The paper is organized as follows:

Review of safety effectiveness of lane assistance systems.
Experimental test and data collection.
Decision tree methodology.
Results and discussion.
Conclusions.

2. How LSS Can Read Pavement Markings

Over many decades, pavement marking standards and guidelines have been designed, developed and tested for the human vision. Now the computer vision and the Artificial Intelligence (AI) are used by ADAS to detect a pavement marking and the main feature in the digital image is the contrast between the intensity of marking pixels and the road’s pixels. The contrast is achieved when pixels’ high numbers are close to low numbers. The LSS testing and certification, as defined by the ISO [9] and EN standards [10] consider dry pavement, daylight visibility, good quality of marking, and horizontal and straight alignment with test carried out at constant speed. As maintenance of road marking is concerned, the new Directive on Road Infrastructure Safety Management [11] highlights the importance of the readability and the detectability of road markings and the signs by human drivers and automated driver assistance systems, as well. Austroads technical report AP-T347-19 [8] provides an extensive review of international literature, initiatives, and lessons learned from field trials, complemented by engagement with local and international industry stakeholders. One of the conclusions was that there is a need for extensive experiments and in field test because not only marking quality (reflectivity, width, and size) and consistency (continuity, variation, position, and format) effect LSS performance, but also road geometry (cross section, horizontal, and vertical alignment), pavement conditions (e.g., cracking, sealing, patching, and contrast) and surrounding environment (e.g., day, light, and rain) must be considered. In the recent Austroads technical report AP-R633-20 [12], it founds that the marking quality and the contrast ratio between pavement marking’s retroreflectance and the surrounding pavement surface [13] was critical for the operation of machine-vision lane detection. Pavement marking configurations including line width, lane width, and continuity had an impact on the performance of machine-vision lane detection. More specifically, dashed lines were more likely than solid lines to be difficult for machine-vision lane detection. Lane widths either too narrow or too wide might degrade machine vision’s ability to detect longitudinal pavement markings.

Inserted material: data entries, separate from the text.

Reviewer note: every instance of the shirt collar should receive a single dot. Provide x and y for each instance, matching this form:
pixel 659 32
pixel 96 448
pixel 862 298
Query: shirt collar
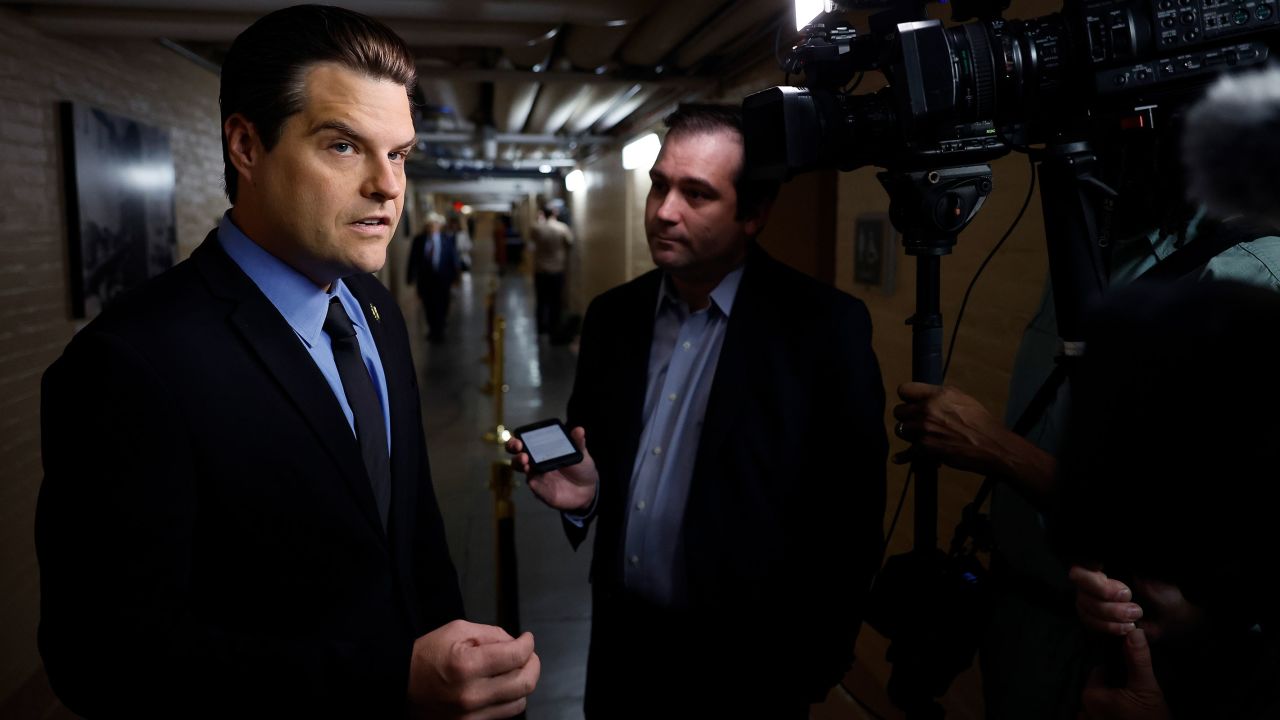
pixel 300 301
pixel 722 296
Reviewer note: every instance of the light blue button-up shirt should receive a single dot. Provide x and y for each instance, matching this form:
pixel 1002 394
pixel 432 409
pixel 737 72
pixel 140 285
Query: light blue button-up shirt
pixel 305 306
pixel 681 368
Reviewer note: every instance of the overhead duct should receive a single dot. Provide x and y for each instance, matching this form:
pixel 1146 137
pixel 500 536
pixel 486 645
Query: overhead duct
pixel 743 19
pixel 594 101
pixel 658 33
pixel 593 46
pixel 626 104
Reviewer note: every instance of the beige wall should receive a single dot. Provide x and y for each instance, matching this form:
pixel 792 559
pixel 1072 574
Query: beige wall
pixel 600 226
pixel 137 80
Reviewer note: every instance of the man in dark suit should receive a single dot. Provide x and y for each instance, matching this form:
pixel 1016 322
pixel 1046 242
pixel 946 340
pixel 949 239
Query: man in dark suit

As from the literature review [8,11,12,14] many external factors were identified as having an impact on LSS performance, highlighting as future research developments would see the introduction of non-ideal conditions in the certification procedure [10]. Among others, non-ideal conditions should include geometric alignment and clear definition of marking quality.

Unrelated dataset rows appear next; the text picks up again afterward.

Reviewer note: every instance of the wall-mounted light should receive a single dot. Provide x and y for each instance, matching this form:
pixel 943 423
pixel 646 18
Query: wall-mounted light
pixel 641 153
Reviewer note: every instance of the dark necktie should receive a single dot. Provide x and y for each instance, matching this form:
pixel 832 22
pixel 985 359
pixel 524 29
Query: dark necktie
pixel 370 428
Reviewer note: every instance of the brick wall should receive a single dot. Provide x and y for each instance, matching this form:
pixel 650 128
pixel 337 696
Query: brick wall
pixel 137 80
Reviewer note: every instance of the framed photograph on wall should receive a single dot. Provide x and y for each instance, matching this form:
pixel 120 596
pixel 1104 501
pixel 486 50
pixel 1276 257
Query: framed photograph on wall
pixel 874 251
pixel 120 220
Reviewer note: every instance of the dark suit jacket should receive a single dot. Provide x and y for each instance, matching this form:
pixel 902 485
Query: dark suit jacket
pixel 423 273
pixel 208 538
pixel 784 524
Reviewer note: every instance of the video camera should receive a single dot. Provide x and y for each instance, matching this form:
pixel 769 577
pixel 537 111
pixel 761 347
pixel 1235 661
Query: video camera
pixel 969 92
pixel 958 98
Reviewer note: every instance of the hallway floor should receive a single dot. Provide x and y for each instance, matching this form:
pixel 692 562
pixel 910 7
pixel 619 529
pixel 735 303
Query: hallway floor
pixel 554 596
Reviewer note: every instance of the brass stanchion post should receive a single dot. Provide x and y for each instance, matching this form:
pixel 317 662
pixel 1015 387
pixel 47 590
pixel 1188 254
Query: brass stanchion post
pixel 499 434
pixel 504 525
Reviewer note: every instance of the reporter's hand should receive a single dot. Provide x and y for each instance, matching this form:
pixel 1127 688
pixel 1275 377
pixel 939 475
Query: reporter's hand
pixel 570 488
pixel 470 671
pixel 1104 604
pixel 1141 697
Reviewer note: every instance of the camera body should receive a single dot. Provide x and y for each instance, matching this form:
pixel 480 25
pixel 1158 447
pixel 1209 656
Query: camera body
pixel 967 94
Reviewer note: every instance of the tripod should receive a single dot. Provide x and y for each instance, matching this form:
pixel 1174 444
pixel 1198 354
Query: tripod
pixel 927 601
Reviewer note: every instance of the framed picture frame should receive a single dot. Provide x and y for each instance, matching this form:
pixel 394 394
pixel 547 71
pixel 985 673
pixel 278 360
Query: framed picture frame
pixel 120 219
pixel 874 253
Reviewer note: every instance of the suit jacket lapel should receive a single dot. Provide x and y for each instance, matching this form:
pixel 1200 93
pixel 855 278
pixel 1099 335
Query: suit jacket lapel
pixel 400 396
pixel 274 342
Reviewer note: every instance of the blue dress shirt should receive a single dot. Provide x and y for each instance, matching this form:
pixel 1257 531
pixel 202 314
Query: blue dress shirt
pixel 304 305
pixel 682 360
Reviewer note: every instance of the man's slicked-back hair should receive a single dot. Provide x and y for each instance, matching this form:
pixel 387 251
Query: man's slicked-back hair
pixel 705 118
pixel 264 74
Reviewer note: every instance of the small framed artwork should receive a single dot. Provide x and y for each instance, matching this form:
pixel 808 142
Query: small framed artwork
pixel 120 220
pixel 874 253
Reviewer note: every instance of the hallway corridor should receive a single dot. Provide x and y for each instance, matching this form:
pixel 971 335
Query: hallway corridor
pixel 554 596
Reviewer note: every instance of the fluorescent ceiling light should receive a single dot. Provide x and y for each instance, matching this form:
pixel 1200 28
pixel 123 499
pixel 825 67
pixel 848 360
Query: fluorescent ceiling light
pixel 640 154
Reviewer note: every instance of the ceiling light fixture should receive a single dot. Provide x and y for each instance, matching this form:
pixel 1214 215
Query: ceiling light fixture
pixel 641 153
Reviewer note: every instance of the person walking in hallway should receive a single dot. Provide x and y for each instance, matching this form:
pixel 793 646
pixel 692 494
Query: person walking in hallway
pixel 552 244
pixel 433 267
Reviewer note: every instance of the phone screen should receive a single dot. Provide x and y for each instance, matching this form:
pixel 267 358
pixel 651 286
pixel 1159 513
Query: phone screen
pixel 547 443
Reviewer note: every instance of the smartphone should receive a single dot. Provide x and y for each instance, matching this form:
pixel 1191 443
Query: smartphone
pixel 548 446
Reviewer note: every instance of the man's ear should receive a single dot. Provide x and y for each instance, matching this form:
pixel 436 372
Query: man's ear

In this framework, the paper presents an original experimental approach for data collection in real world conditions and original results on road factors having an impact on LSS performance system that complement the state of the art.

3. Data Collection

In such framework, an experimental test was carried out to collect data in real world conditions. Open-road testing on public roads offers a “real-world laboratory” to support the testing and evaluation of ADAS which may complement and validate closed-track and Modeling and Simulation testing. Moreover, it exposes the systems to an extremely wide variety of real-world conditions.

As first stage of the study, to assess the system performance in standard testing like the ISO/EU standards, the experiment was carried out in dry and daylight conditions. Limitations relates to other factors that might affect the definition of the LSS such as weather and time of day will be considered in future studies.

The Automatic Road Analyzer (ARAN), available at the Transport Infrastructure laboratory of the University of Catania [15,16], was used to acquire measures of road geometric characteristics (cross section, gradients, horizontal, and vertical alignment). For the present study, the ARAN was additionally combined with a Mobileye 6.0 system [17], which uses a digital camera located on the front windshield inside the vehicle (Figure 1). The Mobileye equipment represents the state of the art in vision-based systems and many car manufacturers, including Audi, Mercedes-Benz, and Volvo, use the Mobileye sensor for their semi-autonomous applications.

ARAN was used to collect data about road characteristics (alignment, cross section, and pavement conditions) and synchronized with the Mobileye outputs during the test. Several runs were performed at different speeds and free-flow conditions, collecting data for a total of 76 km of roads that were aggregated homogenous sections [18]. The luminance coefficient in diffuse lighting conditions (Qd) of lane marking was detected with of a portable retroreflectometer and classified according to the EU standard [10]. Along test sections, lane markings have constants width of 15 cm with dashed and solid centerline.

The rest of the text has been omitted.